With the CFPB’s Future in Doubt, What Happens Next?

The Supreme Court may well invalidate the financial watchdog’s funding. Congress must ensure it can still function.

Worth voting for.

Photographer: Ting Shen/Bloomberg

Consumer financial protection is one of those phrases, like voting rights and universal health care, that’s far more controversial than it sounds. In the dozen years since Congress created the Consumer Financial Protection Bureau, it has proved to be a partisan minefield, relentlessly contested by lawmakers, businesses and the courts.

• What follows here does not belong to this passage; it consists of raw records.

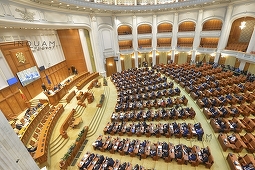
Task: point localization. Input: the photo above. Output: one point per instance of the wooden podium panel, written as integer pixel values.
(57, 96)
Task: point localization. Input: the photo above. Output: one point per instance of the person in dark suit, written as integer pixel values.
(192, 157)
(44, 87)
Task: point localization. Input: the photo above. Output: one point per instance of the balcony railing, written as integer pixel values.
(132, 4)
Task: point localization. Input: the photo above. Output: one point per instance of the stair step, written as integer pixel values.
(58, 147)
(55, 141)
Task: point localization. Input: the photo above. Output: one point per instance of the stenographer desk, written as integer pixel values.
(57, 95)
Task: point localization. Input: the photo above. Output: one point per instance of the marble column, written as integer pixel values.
(99, 58)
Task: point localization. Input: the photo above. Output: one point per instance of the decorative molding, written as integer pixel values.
(21, 58)
(26, 15)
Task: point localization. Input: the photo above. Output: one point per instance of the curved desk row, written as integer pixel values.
(70, 84)
(85, 81)
(66, 124)
(26, 132)
(67, 162)
(41, 153)
(57, 95)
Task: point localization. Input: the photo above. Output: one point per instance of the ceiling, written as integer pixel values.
(103, 7)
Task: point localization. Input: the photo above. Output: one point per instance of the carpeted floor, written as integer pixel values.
(97, 119)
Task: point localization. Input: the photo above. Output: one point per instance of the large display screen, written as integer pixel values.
(12, 81)
(28, 76)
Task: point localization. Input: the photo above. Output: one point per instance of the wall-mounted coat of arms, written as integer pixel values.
(21, 58)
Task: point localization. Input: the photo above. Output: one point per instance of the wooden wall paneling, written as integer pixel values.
(18, 98)
(139, 61)
(6, 92)
(237, 63)
(176, 58)
(57, 74)
(110, 66)
(72, 48)
(122, 65)
(13, 103)
(150, 61)
(7, 110)
(222, 60)
(133, 62)
(1, 96)
(35, 89)
(157, 59)
(246, 66)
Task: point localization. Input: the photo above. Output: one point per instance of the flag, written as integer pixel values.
(22, 94)
(48, 80)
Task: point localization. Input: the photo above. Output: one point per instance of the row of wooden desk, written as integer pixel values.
(26, 132)
(154, 150)
(238, 162)
(93, 160)
(86, 80)
(41, 154)
(57, 95)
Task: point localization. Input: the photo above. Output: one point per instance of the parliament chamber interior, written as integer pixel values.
(127, 85)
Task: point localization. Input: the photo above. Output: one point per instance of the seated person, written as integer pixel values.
(249, 166)
(98, 144)
(232, 138)
(192, 157)
(178, 154)
(205, 158)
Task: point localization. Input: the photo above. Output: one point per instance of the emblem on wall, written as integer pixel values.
(27, 16)
(21, 58)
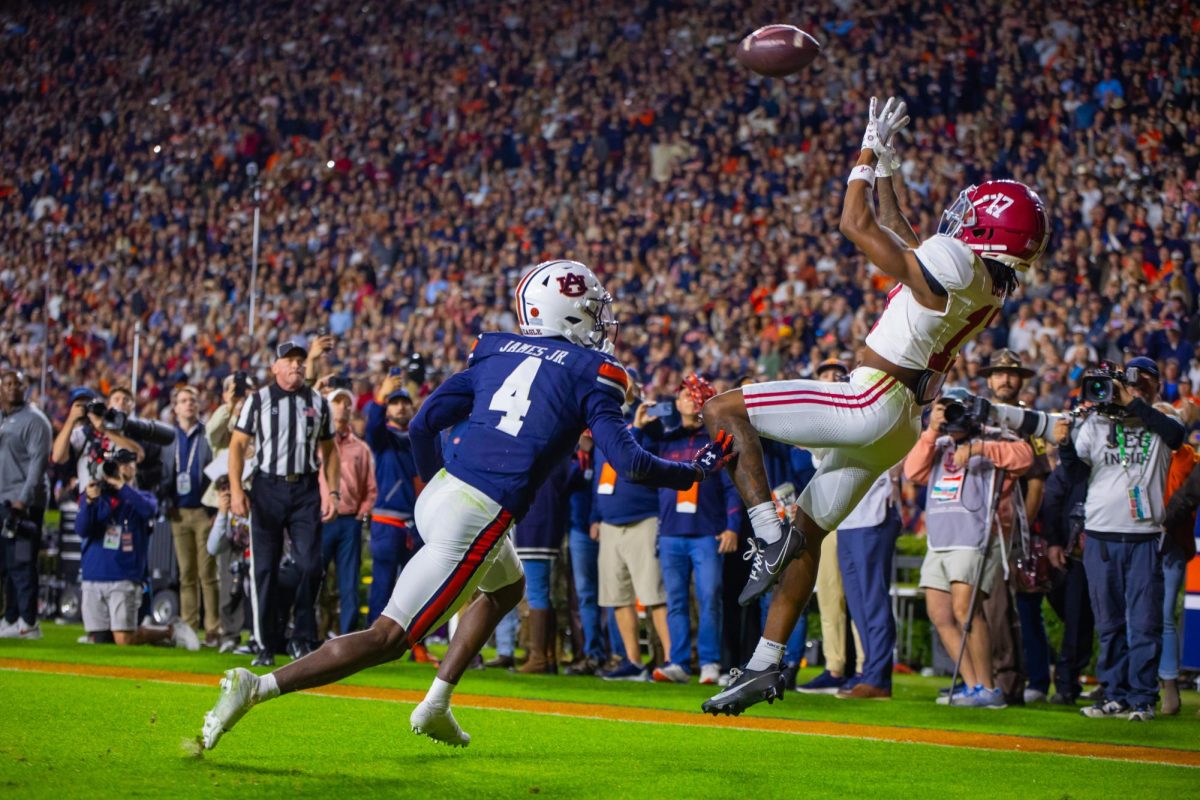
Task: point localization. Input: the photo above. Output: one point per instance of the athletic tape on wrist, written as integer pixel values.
(862, 173)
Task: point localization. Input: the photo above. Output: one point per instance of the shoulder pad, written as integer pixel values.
(613, 377)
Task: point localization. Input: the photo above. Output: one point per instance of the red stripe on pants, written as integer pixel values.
(459, 579)
(791, 392)
(880, 391)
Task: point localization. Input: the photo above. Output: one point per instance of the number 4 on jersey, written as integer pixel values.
(513, 396)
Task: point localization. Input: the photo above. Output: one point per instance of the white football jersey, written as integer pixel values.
(909, 335)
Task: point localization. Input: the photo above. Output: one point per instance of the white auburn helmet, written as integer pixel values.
(562, 298)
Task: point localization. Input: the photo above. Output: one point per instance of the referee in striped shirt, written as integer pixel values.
(287, 421)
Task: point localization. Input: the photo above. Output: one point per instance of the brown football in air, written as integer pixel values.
(778, 50)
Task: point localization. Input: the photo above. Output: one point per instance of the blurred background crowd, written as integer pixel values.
(412, 160)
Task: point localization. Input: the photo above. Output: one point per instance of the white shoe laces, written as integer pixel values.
(754, 553)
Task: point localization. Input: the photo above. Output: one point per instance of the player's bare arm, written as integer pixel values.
(887, 176)
(883, 247)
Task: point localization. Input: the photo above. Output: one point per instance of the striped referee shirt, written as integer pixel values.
(286, 427)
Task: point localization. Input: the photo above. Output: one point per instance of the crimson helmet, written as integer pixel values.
(1005, 221)
(701, 390)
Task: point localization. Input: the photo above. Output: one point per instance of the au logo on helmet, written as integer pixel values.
(571, 284)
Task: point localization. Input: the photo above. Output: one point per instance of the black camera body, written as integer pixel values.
(964, 413)
(13, 523)
(1098, 388)
(107, 463)
(133, 427)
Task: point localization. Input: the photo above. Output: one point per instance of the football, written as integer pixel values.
(778, 50)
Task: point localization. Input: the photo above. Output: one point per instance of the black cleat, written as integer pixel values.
(749, 686)
(769, 561)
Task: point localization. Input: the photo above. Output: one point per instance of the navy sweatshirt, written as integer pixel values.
(115, 531)
(702, 510)
(395, 468)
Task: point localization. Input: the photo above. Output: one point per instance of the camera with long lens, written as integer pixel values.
(133, 427)
(13, 523)
(964, 413)
(108, 463)
(1098, 388)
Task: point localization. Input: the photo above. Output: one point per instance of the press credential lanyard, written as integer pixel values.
(184, 480)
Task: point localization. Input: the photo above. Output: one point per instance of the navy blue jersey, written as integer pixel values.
(526, 401)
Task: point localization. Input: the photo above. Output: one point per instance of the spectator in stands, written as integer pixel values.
(219, 431)
(82, 439)
(1128, 457)
(539, 540)
(191, 521)
(1179, 549)
(625, 523)
(591, 653)
(1014, 618)
(831, 596)
(964, 523)
(25, 439)
(394, 537)
(341, 537)
(696, 527)
(115, 522)
(1062, 524)
(228, 542)
(153, 473)
(867, 543)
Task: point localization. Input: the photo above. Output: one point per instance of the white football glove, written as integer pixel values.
(885, 125)
(888, 163)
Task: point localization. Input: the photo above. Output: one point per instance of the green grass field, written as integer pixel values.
(70, 735)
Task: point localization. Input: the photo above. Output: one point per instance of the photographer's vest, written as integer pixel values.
(959, 501)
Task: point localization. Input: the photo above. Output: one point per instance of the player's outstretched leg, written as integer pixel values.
(761, 679)
(241, 690)
(775, 542)
(432, 717)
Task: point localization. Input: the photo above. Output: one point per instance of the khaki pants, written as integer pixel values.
(197, 570)
(1005, 629)
(832, 602)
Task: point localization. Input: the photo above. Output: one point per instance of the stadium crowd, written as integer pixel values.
(414, 158)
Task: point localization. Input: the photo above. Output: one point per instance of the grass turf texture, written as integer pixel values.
(65, 735)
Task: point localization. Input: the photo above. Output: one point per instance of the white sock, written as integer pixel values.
(766, 655)
(766, 522)
(267, 687)
(439, 693)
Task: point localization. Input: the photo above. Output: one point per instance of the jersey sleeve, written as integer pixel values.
(948, 260)
(612, 378)
(449, 404)
(474, 346)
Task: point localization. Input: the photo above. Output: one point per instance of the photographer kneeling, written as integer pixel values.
(114, 523)
(1127, 444)
(960, 461)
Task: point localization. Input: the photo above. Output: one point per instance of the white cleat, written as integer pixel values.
(438, 725)
(183, 636)
(238, 696)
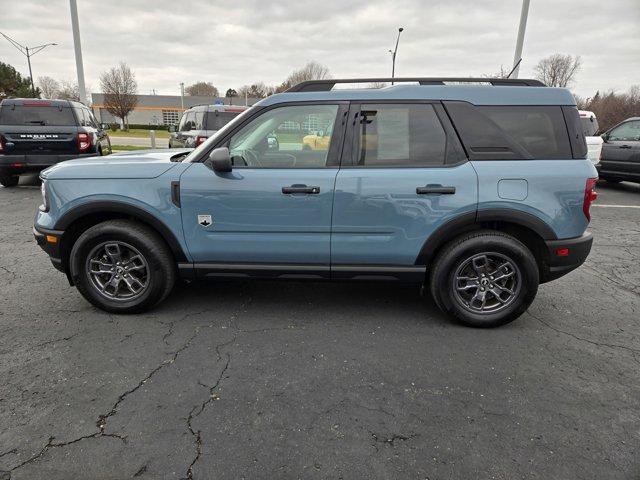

On Oct. 3 the Supreme Court will hear a challenge to the legality of the bureau’s funding. Chances are high that most of the justices will agree with the Fifth Circuit Court of Appeal’s ruling that the CFPB’s budget design is unconstitutional because it circumvents the congressional appropriations process.

Legally, that may well be the correct outcome. Practically, it could invalidate a ream of effective regulations and eradicate years of progress in cleaning up the shadiest areas of finance. Congress should prepare for what comes next.

The CFPB was established in 2011, a key part of the Dodd-Frank law. Before it was created, seven different agencies had some responsibility for helping to defend consumers against harmful, deceptive or fraudulent practices. But all had other, more pressing considerations — the Federal Reserve is always going to emphasize monetary policy over consumer protection, for instance. After the financial crisis, placing those duties under one roof had a certain logic.

Wary of the financial industry’s influence in Washington, however, the bureau’s advocates tried to maximize its independence from both the executive branch and the legislature. Instead of relying on Congress, it would receive an annual budget from the Fed. And unlike the Securities and Exchange Commission or the Federal Deposit Insurance Corp., each led by five political appointees, it would have a single director — named by the president to a five-year term — who could only be fired for “inefficiency, neglect of duty, or malfeasance in office.”

There’s no denying that the result was an unusually effective regulator. Over a little more than a decade, the bureau has levied more than $4 billion in civil penalties and returned more than $17.5 billion to hard-done-by Americans. It has shed sunlight on financial misconduct; established tougher rules for payday lending, debt collection, and credit reporting; required banks to speak plainly about mortgages, overdraft rules, and more; and demanded transparency from companies across the consumer-finance industry.

From the start, though, the CFPB’s power and independence were hard to reconcile with the US system of checks and balances. To industry executives, the bureau was an out-of-control police force with no accountability. Lawsuit after lawsuit challenged its legitimacy. Judges were often sympathetic. “In terms of unilateral power, the Director of the CFPB is the single most powerful official in the entire US Government, other than the President,” wrote then-Judge Brett Kavanaugh. “The concentration of massive, unchecked power in a single Director marks a dramatic departure from settled historical practice and makes the CFPB unique among independent agencies.” In 2020, the Supreme Court struck down a provision that protected the bureau’s director from being fired.

Now two trade groups that represent payday lenders have brought a lawsuit challenging the CFPB’s independent funding stream, among other things. The Fifth Circuit’s ruling on the budget design was unequivocal. “Congress’s decision to abdicate its appropriations power under the Constitution, i.e., to cede its power of the purse to the Bureau, violates the Constitution’s structural separation of powers.”

If lawmakers wish to preserve the salutary functions of the CFPB, they should pass conditional appropriations that would replace the bureau’s current funding system if the Supreme Court upholds that decision. There’s no question that the appropriations process is a challenging and frustrating gauntlet. The process often seems to be broken. But fights over spending priorities are a feature, not a bug, of democracy.

Americans have had 12 years to see the benefits of a well-funded Consumer Financial Protection Bureau; they should get to decide if they want their tax money to support it.